Les conséquences politiques et diplomatiques de cette ingérence sont notables. La pression étrangère a affaibli l’opinion publique brésilienne et, selon les sondages, renforcé la perception selon laquelle Bolsonaro aurait participé au complot. Toutefois, cette ingérence ne semble pas avoir modifié l’opinion de ses soutiens les plus fidèles. Sur le plan politique, la montée des opinions négatives à l’égard de Bolsonaro a amené des partis à réévaluer les coûts d’un soutien aussi vigoureux à l’ancien président.
Les protagonistes et les prochaines étapes
L’évolution de la procédure reflète les actions de deux figures clés : Alexandre de Moraes et Luiz Inácio Lula da Silva.
En tant que rapporteur des enquêtes, Moraes est devenu la figure centrale de la réponse judiciaire. Ses actions se sont traduites par la conduite d’enquêtes, l’autorisation de perquisitions et, aujourd’hui, le rendu d’un vote indiquant que les prévenus n’ont pas seulement envisagé, mais ont aussi entrepris des actions concrètes pour discréditer la démocratie.
De son côté, Lula a assumé le rôle de défenseur de l’État de droit, condamnant vivement les actes du 8 janvier et soutenant le travail de la PF et de la justice. Sa position a renforcé l’autonomie des institutions et la légitimité démocratique du pays sur la scène internationale.

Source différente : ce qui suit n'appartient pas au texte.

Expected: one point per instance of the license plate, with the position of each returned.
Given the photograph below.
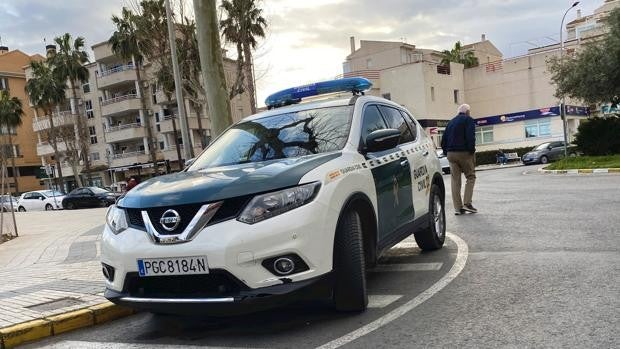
(173, 266)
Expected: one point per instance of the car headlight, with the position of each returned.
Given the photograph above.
(116, 219)
(275, 203)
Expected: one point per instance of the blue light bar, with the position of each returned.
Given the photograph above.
(295, 94)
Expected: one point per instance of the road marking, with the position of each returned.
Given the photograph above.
(116, 345)
(386, 268)
(382, 301)
(459, 264)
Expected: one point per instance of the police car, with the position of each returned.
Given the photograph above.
(293, 203)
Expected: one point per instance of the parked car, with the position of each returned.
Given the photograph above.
(290, 203)
(40, 200)
(89, 197)
(443, 161)
(8, 202)
(546, 152)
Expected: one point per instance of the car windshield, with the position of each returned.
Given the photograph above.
(98, 190)
(49, 193)
(281, 136)
(542, 146)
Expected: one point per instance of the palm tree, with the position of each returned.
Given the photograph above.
(11, 112)
(457, 55)
(243, 25)
(126, 43)
(47, 91)
(69, 63)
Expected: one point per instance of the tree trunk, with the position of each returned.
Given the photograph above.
(249, 76)
(15, 176)
(212, 65)
(147, 119)
(52, 141)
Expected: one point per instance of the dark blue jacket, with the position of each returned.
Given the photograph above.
(460, 135)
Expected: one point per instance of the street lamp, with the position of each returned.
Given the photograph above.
(562, 106)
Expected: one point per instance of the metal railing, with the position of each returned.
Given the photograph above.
(117, 69)
(119, 99)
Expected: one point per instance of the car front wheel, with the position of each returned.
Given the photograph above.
(433, 237)
(349, 266)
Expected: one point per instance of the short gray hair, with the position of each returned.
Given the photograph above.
(463, 108)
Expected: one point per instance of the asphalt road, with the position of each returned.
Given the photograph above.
(542, 270)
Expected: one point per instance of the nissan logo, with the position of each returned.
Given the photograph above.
(170, 220)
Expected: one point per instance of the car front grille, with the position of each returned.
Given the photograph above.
(218, 283)
(230, 209)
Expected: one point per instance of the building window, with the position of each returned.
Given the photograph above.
(88, 106)
(93, 134)
(484, 134)
(537, 128)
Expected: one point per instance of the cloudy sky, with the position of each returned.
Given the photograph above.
(309, 40)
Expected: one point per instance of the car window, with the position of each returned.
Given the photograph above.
(372, 121)
(287, 135)
(395, 120)
(412, 124)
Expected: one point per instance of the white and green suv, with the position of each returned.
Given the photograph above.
(292, 203)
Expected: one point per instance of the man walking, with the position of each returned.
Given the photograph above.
(459, 144)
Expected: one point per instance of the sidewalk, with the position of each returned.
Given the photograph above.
(52, 267)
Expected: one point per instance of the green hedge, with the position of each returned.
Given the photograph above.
(489, 156)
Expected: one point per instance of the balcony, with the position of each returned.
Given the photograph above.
(120, 105)
(129, 158)
(64, 118)
(116, 76)
(45, 149)
(124, 132)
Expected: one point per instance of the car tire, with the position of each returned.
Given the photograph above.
(349, 292)
(433, 237)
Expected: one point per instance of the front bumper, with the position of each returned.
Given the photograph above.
(208, 301)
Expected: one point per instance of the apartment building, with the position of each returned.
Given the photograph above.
(24, 150)
(112, 104)
(512, 99)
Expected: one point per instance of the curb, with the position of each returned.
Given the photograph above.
(15, 335)
(581, 171)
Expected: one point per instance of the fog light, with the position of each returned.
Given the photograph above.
(284, 266)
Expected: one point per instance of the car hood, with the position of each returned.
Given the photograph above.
(220, 183)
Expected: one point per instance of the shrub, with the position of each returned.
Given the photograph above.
(599, 136)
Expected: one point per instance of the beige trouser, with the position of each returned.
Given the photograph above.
(462, 162)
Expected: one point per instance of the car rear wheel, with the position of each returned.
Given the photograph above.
(433, 237)
(349, 266)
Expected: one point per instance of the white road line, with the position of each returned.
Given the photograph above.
(385, 268)
(116, 345)
(382, 301)
(459, 264)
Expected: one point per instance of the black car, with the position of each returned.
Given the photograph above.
(89, 197)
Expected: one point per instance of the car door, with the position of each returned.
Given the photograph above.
(392, 177)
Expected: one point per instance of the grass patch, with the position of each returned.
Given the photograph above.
(580, 162)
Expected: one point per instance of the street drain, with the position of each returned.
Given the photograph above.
(57, 304)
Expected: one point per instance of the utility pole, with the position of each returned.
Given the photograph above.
(187, 146)
(212, 66)
(562, 105)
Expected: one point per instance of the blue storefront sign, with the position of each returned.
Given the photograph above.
(531, 114)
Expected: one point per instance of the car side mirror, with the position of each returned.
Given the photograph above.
(381, 140)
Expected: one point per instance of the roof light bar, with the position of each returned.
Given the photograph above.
(295, 94)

La défense des prévenus peut encore faire appel de la décision, ce qui empêche une mise en détention immédiate. Bolsonaro bénéficie actuellement d’une mesure de détention provisoire à domicile, et la décision finale sur le lieu d’exécution de sa peine sera prise après l’épuisement de tous les recours. La perte du grade militaire des condamnés sera examinée par le Tribunal militaire supérieur (STM) après le jugement définitif.
Ce procès n’était pas une affaire isolée. Il a servi de rappel mondial que la démocratie, même dans des nations consolidées, n’est pas à l’abri des menaces internes et externes. La manière dont le Brésil a géré ce complot a déterminé la solidité de ses institutions et sa réputation de pays qui, avant tout, se soumet à la loi et à la Constitution.